Sebelumnya, Direktur Jenderal Bina Keuangan Daerah Kementerian Dalam Negeri (Kemendagri) Agus Fatoni menyebutkan, ada beberapa kendala penyebab rendahnya realisasi belanja, antara lain pertama, keraguan pemerintah daerah dalam memulai kegiatan akibat perencanaan tidak matang. Kedua, kurangnya pemahaman sumber daya manusia di dalam penerapan regulasi di bidang pelaksanaan, penatausahaan, akuntansi, dan pelaporan pertanggungjawaban keuangan daerah. Ketiga, keterlambatan pelaksanaan lelang, padahal ada aturan lelang/kontrak pengadaan dini. Keempat, kegiatan fisik menunggu selesainya kegiatan perencanaan atau detail engineering design (DED). Hal ini kerap mengakibatkan beberapa kegiatan kontraktual belum dapat dilaksanakan termasuk kegiatan yang bersumber dari Dana Alokasi Khusus (DAK). Kelima, biasanya pemerintah daerah dalam membelanjakan kas daerah memiliki pola pengajuan tagihan akhir tahun, setelah penyelesaian fisik 100 persen.

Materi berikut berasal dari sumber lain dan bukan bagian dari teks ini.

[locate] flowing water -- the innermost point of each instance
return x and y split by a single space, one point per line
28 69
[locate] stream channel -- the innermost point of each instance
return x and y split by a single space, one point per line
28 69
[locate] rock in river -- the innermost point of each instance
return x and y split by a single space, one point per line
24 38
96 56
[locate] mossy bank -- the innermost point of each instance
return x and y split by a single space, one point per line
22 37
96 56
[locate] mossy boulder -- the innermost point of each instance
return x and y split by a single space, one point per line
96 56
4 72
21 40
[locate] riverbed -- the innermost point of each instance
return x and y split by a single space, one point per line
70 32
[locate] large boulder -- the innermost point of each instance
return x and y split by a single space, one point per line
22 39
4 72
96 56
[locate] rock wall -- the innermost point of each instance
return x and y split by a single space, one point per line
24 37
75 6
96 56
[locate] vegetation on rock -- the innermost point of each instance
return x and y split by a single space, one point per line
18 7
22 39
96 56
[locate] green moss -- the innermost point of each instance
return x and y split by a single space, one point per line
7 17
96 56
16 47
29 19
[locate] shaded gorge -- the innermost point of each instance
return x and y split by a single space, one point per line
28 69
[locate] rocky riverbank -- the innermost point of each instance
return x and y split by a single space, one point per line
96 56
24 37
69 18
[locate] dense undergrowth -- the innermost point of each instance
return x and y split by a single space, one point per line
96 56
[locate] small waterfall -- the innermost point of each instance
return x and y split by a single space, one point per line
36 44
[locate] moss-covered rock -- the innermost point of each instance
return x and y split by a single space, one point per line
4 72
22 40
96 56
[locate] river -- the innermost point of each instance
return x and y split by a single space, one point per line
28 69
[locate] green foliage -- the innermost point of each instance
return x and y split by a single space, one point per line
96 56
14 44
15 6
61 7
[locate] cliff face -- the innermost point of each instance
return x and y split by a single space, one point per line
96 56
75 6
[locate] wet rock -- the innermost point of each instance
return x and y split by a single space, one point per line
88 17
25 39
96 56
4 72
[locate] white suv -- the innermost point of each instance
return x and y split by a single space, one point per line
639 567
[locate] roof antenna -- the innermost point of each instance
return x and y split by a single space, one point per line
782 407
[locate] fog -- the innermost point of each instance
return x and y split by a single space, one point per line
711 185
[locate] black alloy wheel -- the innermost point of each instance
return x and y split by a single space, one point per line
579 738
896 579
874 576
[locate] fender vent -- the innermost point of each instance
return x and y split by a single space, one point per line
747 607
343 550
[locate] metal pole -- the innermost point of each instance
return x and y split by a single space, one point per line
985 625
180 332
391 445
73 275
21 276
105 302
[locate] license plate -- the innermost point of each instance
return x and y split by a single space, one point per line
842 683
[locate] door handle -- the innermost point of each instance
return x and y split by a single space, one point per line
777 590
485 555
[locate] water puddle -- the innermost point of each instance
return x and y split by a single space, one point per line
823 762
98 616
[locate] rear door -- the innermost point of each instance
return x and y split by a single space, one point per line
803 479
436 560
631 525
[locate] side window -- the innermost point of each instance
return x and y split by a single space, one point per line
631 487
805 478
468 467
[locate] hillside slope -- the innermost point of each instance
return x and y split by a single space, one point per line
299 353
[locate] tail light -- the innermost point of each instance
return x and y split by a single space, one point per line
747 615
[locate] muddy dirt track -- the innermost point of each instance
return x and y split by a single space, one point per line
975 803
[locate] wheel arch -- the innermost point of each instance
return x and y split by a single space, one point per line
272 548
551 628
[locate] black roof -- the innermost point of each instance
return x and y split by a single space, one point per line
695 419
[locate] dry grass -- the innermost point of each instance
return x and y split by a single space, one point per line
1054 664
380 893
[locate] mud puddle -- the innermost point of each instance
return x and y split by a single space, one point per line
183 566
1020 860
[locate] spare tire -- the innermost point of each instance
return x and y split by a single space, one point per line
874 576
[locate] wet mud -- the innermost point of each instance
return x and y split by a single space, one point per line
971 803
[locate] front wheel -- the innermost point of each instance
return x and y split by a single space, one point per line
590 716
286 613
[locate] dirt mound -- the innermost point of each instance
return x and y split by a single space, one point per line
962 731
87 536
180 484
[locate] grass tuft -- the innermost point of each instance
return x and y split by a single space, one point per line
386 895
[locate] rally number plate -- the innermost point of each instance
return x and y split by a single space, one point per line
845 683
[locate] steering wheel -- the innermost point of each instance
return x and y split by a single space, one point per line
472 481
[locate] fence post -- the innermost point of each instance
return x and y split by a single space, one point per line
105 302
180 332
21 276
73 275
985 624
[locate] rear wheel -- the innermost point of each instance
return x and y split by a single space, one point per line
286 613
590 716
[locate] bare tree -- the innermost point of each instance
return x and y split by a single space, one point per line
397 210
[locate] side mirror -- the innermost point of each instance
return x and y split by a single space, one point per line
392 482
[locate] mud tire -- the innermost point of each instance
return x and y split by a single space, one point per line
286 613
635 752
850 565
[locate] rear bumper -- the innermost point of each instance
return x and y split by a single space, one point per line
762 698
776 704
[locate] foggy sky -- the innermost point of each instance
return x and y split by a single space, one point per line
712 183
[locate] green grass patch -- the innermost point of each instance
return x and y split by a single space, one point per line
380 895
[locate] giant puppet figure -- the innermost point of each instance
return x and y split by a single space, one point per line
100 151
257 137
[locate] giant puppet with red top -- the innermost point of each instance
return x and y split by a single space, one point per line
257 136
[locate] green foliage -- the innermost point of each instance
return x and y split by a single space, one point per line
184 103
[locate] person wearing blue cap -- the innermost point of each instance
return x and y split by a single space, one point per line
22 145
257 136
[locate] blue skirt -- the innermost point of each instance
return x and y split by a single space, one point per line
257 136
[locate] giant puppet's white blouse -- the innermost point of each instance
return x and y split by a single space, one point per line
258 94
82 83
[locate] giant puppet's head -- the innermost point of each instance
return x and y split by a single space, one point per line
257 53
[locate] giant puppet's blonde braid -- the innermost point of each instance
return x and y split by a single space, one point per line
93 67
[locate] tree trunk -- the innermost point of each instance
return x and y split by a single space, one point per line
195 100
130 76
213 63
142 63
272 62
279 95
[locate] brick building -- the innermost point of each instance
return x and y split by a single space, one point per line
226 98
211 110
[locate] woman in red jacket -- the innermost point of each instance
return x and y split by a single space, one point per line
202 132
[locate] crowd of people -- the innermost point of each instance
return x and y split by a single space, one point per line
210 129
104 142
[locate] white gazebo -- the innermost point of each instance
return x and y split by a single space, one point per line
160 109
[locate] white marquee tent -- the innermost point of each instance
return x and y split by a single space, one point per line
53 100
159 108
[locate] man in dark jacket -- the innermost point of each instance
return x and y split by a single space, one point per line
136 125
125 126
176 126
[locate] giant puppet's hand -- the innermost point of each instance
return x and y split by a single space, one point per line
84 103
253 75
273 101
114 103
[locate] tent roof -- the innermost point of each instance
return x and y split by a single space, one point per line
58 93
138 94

“Pengadaan barang/jasa belum mengajukan permohonan pembayaran atas penyelesaian fisik sesuai dengan termin yang diatur dalam perjanjian kontrak dengan pihak ketiga,” kata Fatoni.

Menurutnya, Kemendagri telah berupaya melakukan asistensi dengan pemerintah daerah untuk membahas regulasi terkini. Kemendagri juga membuka help desk melalui konsultasi secara on-line.

“Datang ke Kemendagri juga boleh manakala diperlukan. Kami menerima konsultasi hanya di hari Rabu saja. Kegiatan-kegiatan yang masih belum dilakukan, masih ada kesulitan perlu kita carikan solusinya sesuai dengan perundang-undangan yang berlaku,” ujar Fatoni.